This community development philosophy is not a concept that was developed in a classroom, nor formulated by people foreign to the poor community. These are practical principles evolved from years of living and working among the poor. The founder of CCDA, John Perkins, first developed this philosophy while working among the poor in Mississippi. Over the last forty years, John Perkins and other practitioners of community development have distilled the philosophy into the following key components.
Key Components (click to expand)
By relocating, a person will understand most clearly the real problems facing the poor; and then he or she may begin to look for real solutions. Relocation transforms “you, them, and theirs” to “we, us, and ours.” Effective programs plant and build communities that have a personal stake in the development of their neighborhoods. There is no question that relocation is the linchpin of community development and that all other principles of development draw upon for meaning.
The great challenge in reconciliation is to partner together across all barriers and recognize that the task of loving the poor is shared by everyone, black, white, brown, and yellow; rich and poor; urban and suburban; educated and uneducated.
The primary goal of leadership development is to restore the stabilizing glue and fill the vacuum of moral, spiritual, and economic leadership that is so prevalent in poor communities by developing leaders. This is most effectively done by raising up leaders from the community of need who will remain in the community to live and lead.
Most programs put a major focus on youth development, winning youth as early as kindergarten and then following them all the way through college with educational nurturing. Upon returning from college communities creates opportunities for exercising leadership upon their return to the community.

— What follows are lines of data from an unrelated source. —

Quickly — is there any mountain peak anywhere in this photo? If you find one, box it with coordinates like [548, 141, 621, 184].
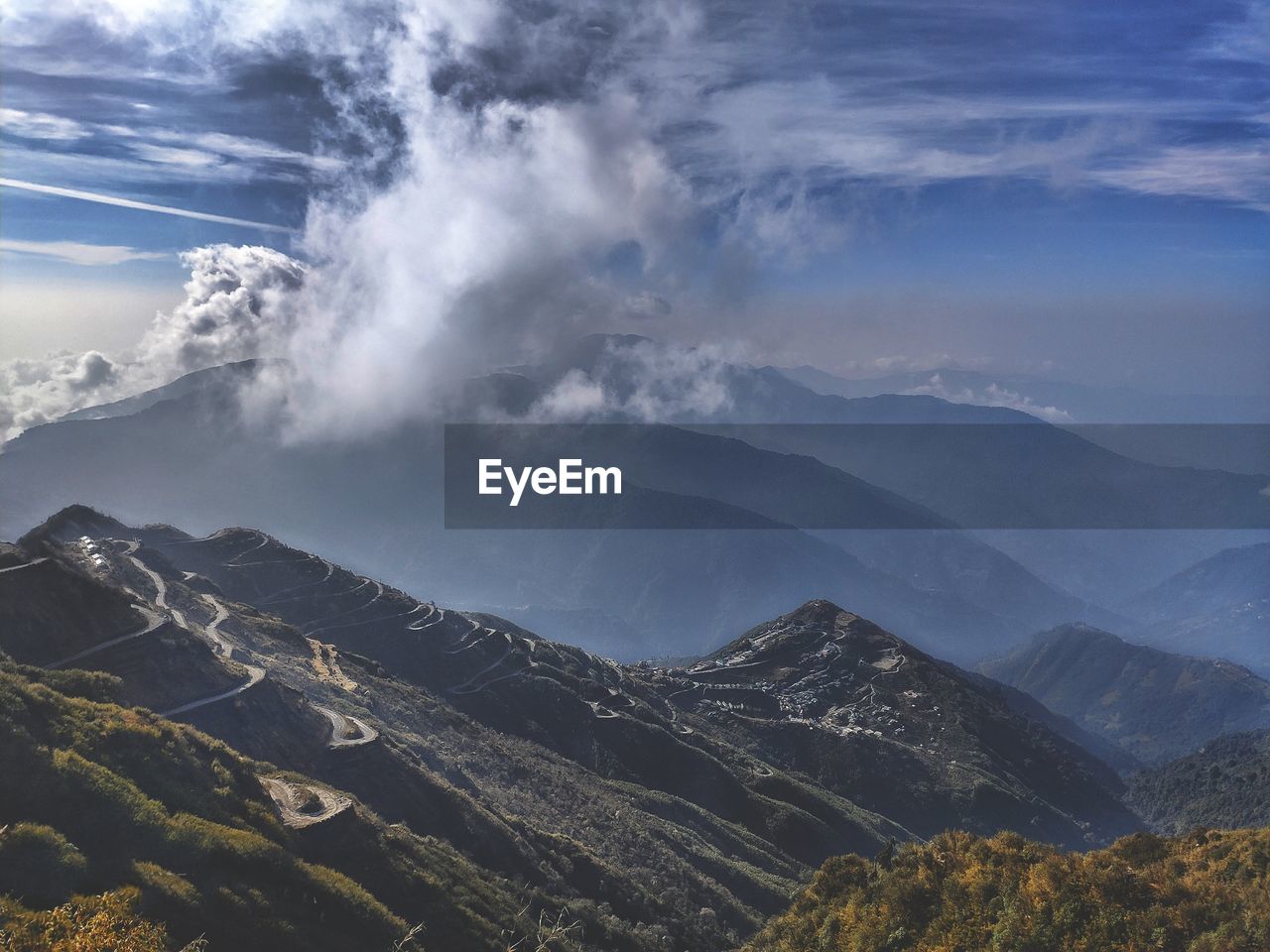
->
[18, 503, 130, 547]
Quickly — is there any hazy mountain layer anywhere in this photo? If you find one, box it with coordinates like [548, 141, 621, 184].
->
[1126, 731, 1270, 833]
[979, 625, 1270, 763]
[0, 509, 1137, 949]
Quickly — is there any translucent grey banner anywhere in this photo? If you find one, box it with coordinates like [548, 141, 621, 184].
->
[444, 421, 1270, 530]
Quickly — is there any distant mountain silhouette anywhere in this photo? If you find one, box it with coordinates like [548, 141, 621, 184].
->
[979, 625, 1270, 763]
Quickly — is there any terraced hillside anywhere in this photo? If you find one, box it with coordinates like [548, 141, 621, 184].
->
[0, 508, 1137, 949]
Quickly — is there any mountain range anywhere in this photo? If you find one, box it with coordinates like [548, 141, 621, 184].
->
[0, 507, 1139, 949]
[0, 337, 1260, 665]
[979, 625, 1270, 765]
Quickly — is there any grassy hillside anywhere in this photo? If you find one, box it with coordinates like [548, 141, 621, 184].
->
[747, 829, 1270, 952]
[0, 656, 541, 952]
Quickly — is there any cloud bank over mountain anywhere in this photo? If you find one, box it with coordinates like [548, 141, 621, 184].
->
[0, 245, 305, 438]
[0, 0, 1270, 438]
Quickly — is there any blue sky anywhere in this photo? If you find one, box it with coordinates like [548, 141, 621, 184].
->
[0, 0, 1270, 393]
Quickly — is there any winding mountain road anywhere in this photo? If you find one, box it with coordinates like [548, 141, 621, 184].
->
[45, 606, 168, 670]
[257, 776, 353, 829]
[159, 663, 266, 717]
[0, 556, 49, 575]
[314, 704, 380, 748]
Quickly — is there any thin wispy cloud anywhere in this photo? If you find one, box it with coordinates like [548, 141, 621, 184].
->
[0, 109, 92, 142]
[0, 178, 295, 234]
[0, 237, 172, 266]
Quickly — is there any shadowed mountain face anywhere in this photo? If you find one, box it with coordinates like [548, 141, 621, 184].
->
[979, 625, 1270, 763]
[1126, 731, 1270, 833]
[1125, 542, 1270, 672]
[0, 337, 1262, 665]
[0, 509, 1137, 949]
[0, 368, 1091, 663]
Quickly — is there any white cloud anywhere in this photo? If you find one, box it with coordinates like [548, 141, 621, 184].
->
[0, 109, 92, 142]
[1093, 141, 1270, 210]
[530, 340, 735, 422]
[0, 239, 172, 266]
[904, 373, 1072, 422]
[0, 245, 304, 439]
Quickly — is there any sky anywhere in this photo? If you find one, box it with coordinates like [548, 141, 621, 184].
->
[0, 0, 1270, 438]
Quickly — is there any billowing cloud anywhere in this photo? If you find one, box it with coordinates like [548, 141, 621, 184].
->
[8, 0, 1267, 436]
[0, 245, 304, 439]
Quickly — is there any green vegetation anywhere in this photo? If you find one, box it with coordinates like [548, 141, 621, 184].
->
[0, 656, 537, 952]
[747, 829, 1270, 952]
[1126, 731, 1270, 833]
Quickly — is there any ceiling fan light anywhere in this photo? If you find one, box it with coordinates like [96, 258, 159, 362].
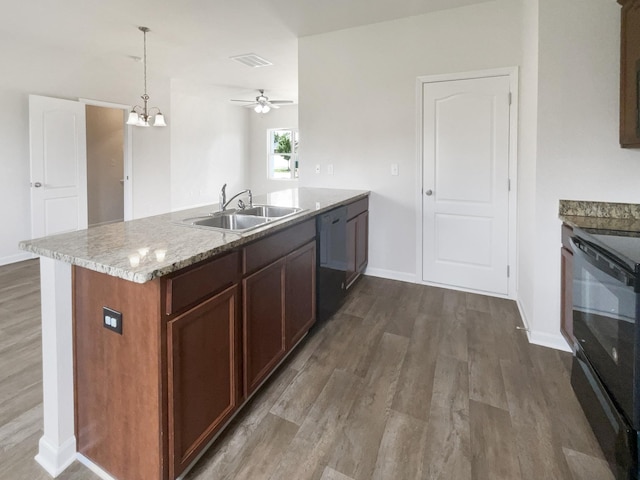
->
[127, 110, 138, 125]
[153, 112, 167, 127]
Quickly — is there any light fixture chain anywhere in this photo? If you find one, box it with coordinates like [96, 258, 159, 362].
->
[142, 30, 147, 96]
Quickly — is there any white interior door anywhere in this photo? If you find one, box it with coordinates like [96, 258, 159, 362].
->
[29, 95, 87, 238]
[422, 76, 510, 294]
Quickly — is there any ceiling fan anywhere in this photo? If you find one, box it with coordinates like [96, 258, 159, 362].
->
[231, 89, 293, 113]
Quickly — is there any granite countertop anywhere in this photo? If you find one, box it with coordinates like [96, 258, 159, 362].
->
[559, 200, 640, 233]
[20, 188, 369, 283]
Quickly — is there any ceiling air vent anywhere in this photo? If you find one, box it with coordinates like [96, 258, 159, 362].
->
[229, 53, 273, 68]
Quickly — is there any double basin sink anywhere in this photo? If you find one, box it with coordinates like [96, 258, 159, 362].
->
[182, 205, 303, 233]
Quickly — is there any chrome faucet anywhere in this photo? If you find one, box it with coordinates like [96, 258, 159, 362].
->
[220, 183, 253, 212]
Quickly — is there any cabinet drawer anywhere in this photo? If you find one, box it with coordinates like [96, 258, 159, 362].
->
[347, 197, 369, 220]
[243, 219, 316, 274]
[165, 252, 240, 315]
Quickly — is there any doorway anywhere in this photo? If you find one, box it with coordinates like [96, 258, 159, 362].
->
[85, 105, 125, 227]
[418, 69, 517, 297]
[29, 95, 133, 238]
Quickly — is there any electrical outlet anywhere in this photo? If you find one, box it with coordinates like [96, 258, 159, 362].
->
[102, 307, 122, 335]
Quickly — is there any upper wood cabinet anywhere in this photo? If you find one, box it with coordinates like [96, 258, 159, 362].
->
[618, 0, 640, 148]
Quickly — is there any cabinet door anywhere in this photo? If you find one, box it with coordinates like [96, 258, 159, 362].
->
[345, 217, 358, 288]
[356, 212, 369, 273]
[242, 258, 286, 395]
[167, 285, 240, 478]
[285, 242, 316, 350]
[560, 248, 576, 350]
[618, 0, 640, 148]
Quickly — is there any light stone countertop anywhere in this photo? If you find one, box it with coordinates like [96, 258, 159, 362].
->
[20, 188, 369, 283]
[559, 200, 640, 236]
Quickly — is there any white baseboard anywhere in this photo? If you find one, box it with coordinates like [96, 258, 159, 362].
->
[529, 330, 571, 352]
[516, 300, 572, 352]
[364, 267, 417, 283]
[35, 436, 76, 478]
[0, 252, 35, 265]
[77, 453, 116, 480]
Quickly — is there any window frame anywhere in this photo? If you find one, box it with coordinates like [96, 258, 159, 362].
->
[267, 127, 300, 181]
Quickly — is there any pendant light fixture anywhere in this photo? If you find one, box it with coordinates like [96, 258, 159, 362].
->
[127, 27, 167, 127]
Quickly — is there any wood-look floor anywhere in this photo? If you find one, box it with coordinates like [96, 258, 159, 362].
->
[0, 260, 613, 480]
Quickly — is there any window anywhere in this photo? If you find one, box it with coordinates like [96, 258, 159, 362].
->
[267, 128, 299, 180]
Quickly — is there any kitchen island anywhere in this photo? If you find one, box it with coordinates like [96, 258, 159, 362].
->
[20, 188, 368, 479]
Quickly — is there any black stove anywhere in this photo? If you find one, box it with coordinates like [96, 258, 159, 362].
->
[571, 228, 640, 480]
[578, 228, 640, 274]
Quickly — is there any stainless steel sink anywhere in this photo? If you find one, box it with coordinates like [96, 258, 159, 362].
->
[182, 205, 303, 233]
[193, 214, 269, 230]
[237, 205, 302, 218]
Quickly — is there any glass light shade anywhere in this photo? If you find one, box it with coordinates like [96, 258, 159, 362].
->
[127, 110, 138, 125]
[153, 112, 167, 127]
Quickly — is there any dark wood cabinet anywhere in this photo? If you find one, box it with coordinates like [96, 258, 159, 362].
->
[73, 219, 316, 480]
[285, 242, 316, 349]
[242, 258, 286, 396]
[242, 220, 316, 397]
[618, 0, 640, 148]
[560, 225, 576, 351]
[356, 212, 369, 273]
[167, 285, 240, 478]
[346, 199, 369, 288]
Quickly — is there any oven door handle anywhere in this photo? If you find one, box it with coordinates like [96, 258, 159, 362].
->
[569, 236, 635, 287]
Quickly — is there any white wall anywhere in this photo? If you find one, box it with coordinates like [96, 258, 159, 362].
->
[171, 79, 250, 210]
[0, 40, 171, 264]
[249, 105, 304, 194]
[298, 0, 521, 280]
[516, 0, 538, 327]
[522, 0, 640, 344]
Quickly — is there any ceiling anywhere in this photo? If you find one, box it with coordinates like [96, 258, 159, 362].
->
[0, 0, 487, 100]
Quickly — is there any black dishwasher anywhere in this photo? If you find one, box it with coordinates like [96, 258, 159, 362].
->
[316, 207, 347, 320]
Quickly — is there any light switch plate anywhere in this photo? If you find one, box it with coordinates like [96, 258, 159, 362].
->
[102, 307, 122, 335]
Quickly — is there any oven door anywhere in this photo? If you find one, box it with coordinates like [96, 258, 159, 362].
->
[571, 237, 640, 429]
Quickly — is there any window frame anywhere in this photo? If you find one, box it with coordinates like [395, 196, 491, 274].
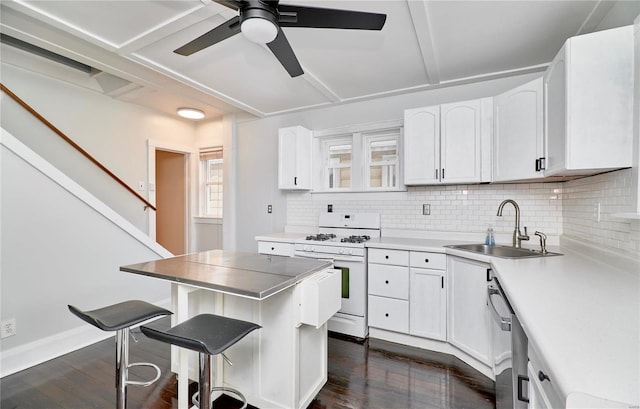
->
[198, 146, 224, 219]
[313, 121, 406, 193]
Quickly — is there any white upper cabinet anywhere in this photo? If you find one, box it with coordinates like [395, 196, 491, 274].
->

Developing leaders from the community is a huge priority that requires absolute commitment; the payoff is that our communities will be filled with strong leaders who love their neighbors, and have the skills and abilities to lead organizations, and programs that bring sustainable health to our communities.
Often communities are developed by people outside of the community that bring in resources without taking into account the community itself. Being committed to listening to the community residents, and hearing their dreams, ideas, and thoughts, as the people of the community are the vested treasures of the future.
It is essential for community leaders to help the community focus on maximizing their strengths and abilities to make a difference for their community. The people with the problem have the best solutions and opportunities to solve those problems. Affirming the dignity of individuals and encouraging the engagement of the community brings the best results and invites them to use their own resources and assets to bring about sustainable change.
Oftentimes, programs get passionate and involved in one area of need, and think if they solve this particular problem that all else will be resolved. There is never a simplistic answer to the problems in poor communities. People will say that the problem is spiritual, social, or educational. Of course these are problems, but they are only part of the larger problems. Solving the housing problem does not solve the emotional struggles that a person has. The holistic approach deals with the social, economic, political, cultural, spiritual, emotional, physical, moral, judicial, educational, and familial issues of each person.
Empowering people as community developers meet their needs is an important element. Oftentimes, community development in poor communities creates dependency. This is no better than the federal government welfare program. Charity demeans a person and strips him or her of dignity.
Empowerment avoids doing for people what they can do for themselves. Empowerment is about working with community members instead of working for them. Empowerment affirms a person’s dignity.